Issam Kourbaj will be recounting his journey as an artist in a lecture this week at Christ's College, where he is artist in residence. His talk will cover his long journey from Syria to Cambridge and the influences that the various stops have had on his work.

Kourbaj grew up in Southern Syria, eventually moving to Damascus, and displaying his work at the Soviet Cultural Centre there. His pictures were spotted by the Russian Ambassador, who offered him a chance to study in Moscow. His artistic career has since taken him across the world, from Azerbaijan to Mexico, and his work is in the British Museum's collection.

He will also discuss the journey that his studio has made around Cambridge and his various works, which have included his cannibalisation and reinterpretation of X-ray plates, bentwood chairs and all 10,000 pages of the Encyclopaedia Britannica.

Such reuse has seen him transform zinc printing plates into sculptures using scoring and acid baths, then embossing paper with them to create novel surfaces for his sketches. The work, / -, was in tribute to his teacher, Fateh Moudarres, one of the most influential Syrian painters of the 20th Century and a co-exhibitor with Picasso.

Much of his work has been concerned with the use of optics and light in creating works of art. He first became interested in this area when, in his studio attic, he discovered a knothole in a boarded-up window, which projected a live image of the street outside onto the ceiling.

This led him to look at the Camera Obscura, a device for projecting images through a small opening, usually a pinhole or a lens, and this formed an Open Studio exhibit in 2004, relying solely on light-sources, lenses and mirrors.

He also revived plans, first developed 400 years ago by the then Vice-Chancellor of the University, to place a spire atop Great St Mary's Church and hoped to mount a Camera Obscura there, projecting a continuously moving image into the chamber.

Amongst other projects, he held a joint exhibition in November 2000 with his three year old son Mourad.
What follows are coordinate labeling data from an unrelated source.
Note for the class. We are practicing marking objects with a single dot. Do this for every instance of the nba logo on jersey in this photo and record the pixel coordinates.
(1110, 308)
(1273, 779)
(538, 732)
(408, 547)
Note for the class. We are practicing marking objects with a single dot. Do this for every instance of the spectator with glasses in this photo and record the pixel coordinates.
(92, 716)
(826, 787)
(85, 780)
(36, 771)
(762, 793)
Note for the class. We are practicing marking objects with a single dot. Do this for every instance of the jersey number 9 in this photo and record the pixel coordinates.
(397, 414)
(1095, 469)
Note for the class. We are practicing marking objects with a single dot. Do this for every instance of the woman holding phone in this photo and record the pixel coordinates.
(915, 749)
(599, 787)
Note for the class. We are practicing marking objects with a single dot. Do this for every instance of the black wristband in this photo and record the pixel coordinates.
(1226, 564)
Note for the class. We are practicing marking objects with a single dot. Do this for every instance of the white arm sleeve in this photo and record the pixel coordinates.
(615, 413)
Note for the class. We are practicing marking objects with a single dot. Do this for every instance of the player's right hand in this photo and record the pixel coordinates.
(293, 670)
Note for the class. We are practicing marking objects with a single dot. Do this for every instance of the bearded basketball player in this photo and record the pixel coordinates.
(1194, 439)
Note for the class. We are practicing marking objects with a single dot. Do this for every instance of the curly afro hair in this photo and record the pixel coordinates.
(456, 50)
Inspired by the unrestricted creativity of his son's first efforts at painting, he was encouraged to revisit his own childhood.
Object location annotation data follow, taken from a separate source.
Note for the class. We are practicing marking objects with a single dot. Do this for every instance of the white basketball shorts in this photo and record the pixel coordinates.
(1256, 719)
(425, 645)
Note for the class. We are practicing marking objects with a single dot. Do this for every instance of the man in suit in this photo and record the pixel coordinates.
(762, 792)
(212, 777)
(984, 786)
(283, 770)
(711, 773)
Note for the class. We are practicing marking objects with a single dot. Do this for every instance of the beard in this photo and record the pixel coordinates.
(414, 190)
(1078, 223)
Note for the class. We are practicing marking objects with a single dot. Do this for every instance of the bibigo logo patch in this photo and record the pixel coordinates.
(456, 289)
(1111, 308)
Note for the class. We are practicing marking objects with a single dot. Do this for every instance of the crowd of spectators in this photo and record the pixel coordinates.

Their exhibition, is / am, featured abstract works, painted on old book covers instead of canvasses, alongside representations of memories from Kourbaj's youth, including snarling cats, impossible machinery and upside-down trees.
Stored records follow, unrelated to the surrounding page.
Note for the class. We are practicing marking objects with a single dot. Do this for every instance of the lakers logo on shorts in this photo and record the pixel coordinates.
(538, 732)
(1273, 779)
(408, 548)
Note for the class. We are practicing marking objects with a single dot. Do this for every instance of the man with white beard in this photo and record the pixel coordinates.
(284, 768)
He has run many workshops and events for the University, including workshops combining astronomy and art at the Institute of Astronomy, and combining art and other sciences at Kettle's Yard, the Fitzwilliam Museum and the Botanic Garden, a frequent place of inspiration for him.

The talk, entitled My Journey as an Artist, is free and open to all. It will take place on Wednesday 13 February at 5.30 pm in the Lloyd Room at Christ's College. Slides of his work will be shown to illustrate the talk.

Members of Trinity Hall will also have the chance to hear the talk as one of the McMenemy seminars. Issam Kourbaj will be speaking there on Wednesday 20 February at 6.15pm in the Leslie Stephen Room.